Justice Department and North Carolina Sue Carolinas Healthcare System to Eliminate Unlawful Steering Restrictions

For Immediate Release
Office of Public Affairs

Anticompetitive Restrictions Bar Insurers from Steering Patients to Lower-Cost Competing Providers

The Department of Justice today filed a civil antitrust lawsuit against Carolinas HealthCare System (CHS), challenging CHS’s practice of imposing steering restrictions in its contracts with commercial health insurers in the Charlotte, North Carolina, area.

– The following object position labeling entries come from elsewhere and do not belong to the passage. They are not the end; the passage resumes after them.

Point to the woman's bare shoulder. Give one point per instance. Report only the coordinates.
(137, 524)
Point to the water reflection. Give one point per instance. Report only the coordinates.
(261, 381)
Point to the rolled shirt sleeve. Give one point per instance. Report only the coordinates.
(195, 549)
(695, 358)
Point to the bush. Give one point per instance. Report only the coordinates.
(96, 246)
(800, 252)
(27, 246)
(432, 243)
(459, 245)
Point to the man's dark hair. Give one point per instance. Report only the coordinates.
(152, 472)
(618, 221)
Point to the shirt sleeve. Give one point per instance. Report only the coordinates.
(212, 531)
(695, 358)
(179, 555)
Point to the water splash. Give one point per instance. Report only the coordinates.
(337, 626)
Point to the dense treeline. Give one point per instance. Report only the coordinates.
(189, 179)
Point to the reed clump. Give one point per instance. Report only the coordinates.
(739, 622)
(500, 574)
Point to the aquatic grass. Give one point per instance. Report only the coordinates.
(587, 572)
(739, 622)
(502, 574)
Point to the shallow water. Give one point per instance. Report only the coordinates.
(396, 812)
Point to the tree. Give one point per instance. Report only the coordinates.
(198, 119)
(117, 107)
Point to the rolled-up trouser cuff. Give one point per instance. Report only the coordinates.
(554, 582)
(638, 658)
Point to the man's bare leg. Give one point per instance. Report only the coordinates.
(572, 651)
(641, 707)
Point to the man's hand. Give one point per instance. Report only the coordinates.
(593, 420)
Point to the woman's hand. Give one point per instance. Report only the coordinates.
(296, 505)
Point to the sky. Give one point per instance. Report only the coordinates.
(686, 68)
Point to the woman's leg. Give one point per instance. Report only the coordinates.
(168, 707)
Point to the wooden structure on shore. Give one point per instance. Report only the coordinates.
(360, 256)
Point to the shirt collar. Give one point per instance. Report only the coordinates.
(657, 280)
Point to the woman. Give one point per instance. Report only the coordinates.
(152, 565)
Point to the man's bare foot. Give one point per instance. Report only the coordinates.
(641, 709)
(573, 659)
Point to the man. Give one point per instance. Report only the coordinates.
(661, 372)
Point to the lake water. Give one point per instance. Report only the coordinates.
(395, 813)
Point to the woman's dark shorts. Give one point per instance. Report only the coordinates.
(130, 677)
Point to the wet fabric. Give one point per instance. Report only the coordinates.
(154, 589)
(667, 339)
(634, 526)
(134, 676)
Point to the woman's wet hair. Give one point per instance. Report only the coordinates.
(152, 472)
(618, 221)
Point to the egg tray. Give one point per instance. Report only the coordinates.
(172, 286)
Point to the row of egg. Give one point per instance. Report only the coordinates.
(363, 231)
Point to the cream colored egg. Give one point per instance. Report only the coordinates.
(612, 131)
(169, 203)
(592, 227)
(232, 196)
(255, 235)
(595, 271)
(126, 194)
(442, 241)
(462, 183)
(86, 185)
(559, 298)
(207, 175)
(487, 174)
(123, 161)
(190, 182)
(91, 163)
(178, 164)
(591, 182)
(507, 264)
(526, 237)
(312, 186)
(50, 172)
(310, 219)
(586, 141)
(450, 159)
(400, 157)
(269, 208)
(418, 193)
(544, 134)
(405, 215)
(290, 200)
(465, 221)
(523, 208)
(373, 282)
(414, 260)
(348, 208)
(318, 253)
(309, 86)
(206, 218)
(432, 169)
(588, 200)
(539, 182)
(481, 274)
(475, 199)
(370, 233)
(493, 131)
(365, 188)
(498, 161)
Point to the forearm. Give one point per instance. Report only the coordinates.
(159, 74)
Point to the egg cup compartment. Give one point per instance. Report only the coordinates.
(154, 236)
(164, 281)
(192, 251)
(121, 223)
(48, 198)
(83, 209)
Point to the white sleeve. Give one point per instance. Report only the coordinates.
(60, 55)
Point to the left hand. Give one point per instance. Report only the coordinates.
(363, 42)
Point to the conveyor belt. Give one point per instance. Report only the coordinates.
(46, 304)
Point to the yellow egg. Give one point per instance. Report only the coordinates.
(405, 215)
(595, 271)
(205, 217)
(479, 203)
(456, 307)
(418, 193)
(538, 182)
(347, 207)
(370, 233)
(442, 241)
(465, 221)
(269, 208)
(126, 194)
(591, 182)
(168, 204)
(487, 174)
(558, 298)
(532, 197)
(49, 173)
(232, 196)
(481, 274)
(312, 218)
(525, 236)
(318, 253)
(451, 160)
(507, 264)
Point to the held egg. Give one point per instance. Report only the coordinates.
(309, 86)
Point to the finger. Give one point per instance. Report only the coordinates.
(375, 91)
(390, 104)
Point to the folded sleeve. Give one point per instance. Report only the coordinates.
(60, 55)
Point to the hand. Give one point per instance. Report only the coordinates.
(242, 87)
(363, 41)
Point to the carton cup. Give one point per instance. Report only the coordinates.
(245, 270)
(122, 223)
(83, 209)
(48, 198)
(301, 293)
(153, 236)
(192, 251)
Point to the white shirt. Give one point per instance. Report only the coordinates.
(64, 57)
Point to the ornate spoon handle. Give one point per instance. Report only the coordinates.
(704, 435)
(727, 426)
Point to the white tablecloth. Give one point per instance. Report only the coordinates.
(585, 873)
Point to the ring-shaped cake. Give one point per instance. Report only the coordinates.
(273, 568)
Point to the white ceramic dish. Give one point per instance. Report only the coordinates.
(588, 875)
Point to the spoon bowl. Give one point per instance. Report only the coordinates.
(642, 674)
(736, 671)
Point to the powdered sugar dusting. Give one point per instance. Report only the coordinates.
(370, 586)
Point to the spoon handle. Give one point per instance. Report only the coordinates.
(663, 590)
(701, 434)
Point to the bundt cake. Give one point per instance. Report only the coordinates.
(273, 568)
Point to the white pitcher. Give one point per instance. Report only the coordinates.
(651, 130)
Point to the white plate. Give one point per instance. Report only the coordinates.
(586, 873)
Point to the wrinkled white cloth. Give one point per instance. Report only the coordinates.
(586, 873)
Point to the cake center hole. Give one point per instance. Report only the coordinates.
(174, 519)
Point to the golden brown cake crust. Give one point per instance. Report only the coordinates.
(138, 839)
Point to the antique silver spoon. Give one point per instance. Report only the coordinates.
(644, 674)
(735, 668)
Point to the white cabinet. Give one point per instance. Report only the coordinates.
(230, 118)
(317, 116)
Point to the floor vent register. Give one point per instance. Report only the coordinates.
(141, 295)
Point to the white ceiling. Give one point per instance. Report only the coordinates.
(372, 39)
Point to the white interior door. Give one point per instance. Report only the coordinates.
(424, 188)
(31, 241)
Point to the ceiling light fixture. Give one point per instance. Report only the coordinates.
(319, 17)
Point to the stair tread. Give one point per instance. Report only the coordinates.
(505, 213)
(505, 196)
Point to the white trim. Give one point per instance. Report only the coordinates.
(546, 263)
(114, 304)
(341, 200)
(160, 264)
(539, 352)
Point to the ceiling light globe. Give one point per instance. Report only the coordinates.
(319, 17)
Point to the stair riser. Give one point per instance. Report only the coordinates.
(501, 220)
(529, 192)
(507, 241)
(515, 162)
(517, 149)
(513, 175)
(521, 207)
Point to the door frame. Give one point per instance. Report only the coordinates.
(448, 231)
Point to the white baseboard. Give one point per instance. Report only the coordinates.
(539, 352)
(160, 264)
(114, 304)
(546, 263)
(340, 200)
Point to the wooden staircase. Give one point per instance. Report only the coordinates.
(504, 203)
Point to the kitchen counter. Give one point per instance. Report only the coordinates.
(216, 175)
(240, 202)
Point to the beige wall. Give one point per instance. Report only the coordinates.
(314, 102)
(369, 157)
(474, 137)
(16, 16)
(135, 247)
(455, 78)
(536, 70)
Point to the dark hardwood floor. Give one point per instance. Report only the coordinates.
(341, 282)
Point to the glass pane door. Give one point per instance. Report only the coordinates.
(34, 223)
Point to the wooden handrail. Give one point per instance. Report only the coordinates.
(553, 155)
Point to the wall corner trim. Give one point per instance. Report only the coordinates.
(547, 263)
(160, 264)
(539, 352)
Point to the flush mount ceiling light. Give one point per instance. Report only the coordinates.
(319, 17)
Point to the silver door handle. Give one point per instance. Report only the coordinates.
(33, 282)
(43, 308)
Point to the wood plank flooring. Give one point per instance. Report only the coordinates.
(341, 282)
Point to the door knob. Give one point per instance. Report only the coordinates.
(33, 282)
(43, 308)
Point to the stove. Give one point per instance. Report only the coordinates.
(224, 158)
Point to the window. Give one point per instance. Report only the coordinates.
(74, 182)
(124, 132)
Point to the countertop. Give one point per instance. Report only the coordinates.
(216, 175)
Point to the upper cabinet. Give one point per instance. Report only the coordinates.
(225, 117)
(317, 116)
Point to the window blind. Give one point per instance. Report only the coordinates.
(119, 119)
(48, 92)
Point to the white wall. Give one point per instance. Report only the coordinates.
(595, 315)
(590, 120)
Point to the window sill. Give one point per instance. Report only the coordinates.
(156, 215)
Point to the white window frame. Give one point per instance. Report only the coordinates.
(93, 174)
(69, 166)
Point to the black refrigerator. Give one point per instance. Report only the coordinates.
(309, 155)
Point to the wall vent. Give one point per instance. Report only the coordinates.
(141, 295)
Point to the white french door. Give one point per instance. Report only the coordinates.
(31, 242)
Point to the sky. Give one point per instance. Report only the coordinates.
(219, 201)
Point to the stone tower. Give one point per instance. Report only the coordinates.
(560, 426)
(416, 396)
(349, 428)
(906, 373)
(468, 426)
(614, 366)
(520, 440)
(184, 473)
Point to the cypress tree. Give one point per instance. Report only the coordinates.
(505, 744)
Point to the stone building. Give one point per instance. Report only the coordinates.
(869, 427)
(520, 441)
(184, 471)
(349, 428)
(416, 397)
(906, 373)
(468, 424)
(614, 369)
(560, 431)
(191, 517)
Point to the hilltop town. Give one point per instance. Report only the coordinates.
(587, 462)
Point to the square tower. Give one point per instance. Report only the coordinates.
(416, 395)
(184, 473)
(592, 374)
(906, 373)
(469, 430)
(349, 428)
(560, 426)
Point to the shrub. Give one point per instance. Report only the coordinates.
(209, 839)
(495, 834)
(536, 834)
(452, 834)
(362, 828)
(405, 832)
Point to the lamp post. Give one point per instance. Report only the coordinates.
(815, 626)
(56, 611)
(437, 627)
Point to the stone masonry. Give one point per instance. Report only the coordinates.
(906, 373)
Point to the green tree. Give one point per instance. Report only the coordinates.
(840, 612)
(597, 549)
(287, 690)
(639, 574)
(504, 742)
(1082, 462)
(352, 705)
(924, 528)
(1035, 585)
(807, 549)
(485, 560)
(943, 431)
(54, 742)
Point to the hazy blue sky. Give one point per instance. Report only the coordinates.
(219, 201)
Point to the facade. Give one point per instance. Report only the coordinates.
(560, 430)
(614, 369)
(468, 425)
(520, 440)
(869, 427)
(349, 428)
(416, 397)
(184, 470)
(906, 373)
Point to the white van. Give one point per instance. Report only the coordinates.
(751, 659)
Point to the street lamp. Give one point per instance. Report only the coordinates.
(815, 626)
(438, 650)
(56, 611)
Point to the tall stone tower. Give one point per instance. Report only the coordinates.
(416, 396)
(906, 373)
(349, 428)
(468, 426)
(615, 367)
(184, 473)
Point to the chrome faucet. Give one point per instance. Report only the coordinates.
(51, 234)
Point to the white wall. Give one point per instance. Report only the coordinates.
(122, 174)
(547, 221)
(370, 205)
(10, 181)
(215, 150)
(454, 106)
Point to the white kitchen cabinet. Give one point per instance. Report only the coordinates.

The Antitrust Division and the state of North Carolina filed the lawsuit in the U.S. District Court for the Western District of North Carolina.  The complaint alleges that CHS, with its approximately 50 percent share in the sale of acute inpatient hospital services to health insurers in the Charlotte area, has used its market power to require steering restrictions in its contracts with every major insurer.  These provisions have prevented insurers from, among other things, introducing health plans that encourage patients to use medical providers that offer lower priced, higher-quality services. 

“Americans should be able to choose a healthcare provider that gives them and their families the most cost-effective and appropriate treatment,” said Principal Deputy Assistant Attorney General Renata B. Hesse, head of the Justice Department’s Antitrust Division.  “This lawsuit will stop a dominant hospital from using its market power to undermine its smaller competitors’ efforts to attract patients by competing on the price and quality of their services.”

“Today’s enforcement action seeks to ensure that consumers in the Charlotte area will benefit by identifying the more cost-efficient, quality providers when making the critically important decision of selecting a doctor or hospital,” said U.S. Attorney Jill Westmoreland Rose of the Western District of North Carolina.  “In these times of escalating health care costs, vigilant antitrust enforcement in local healthcare markets such as the Charlotte area is essential to protecting the interests of consumers.”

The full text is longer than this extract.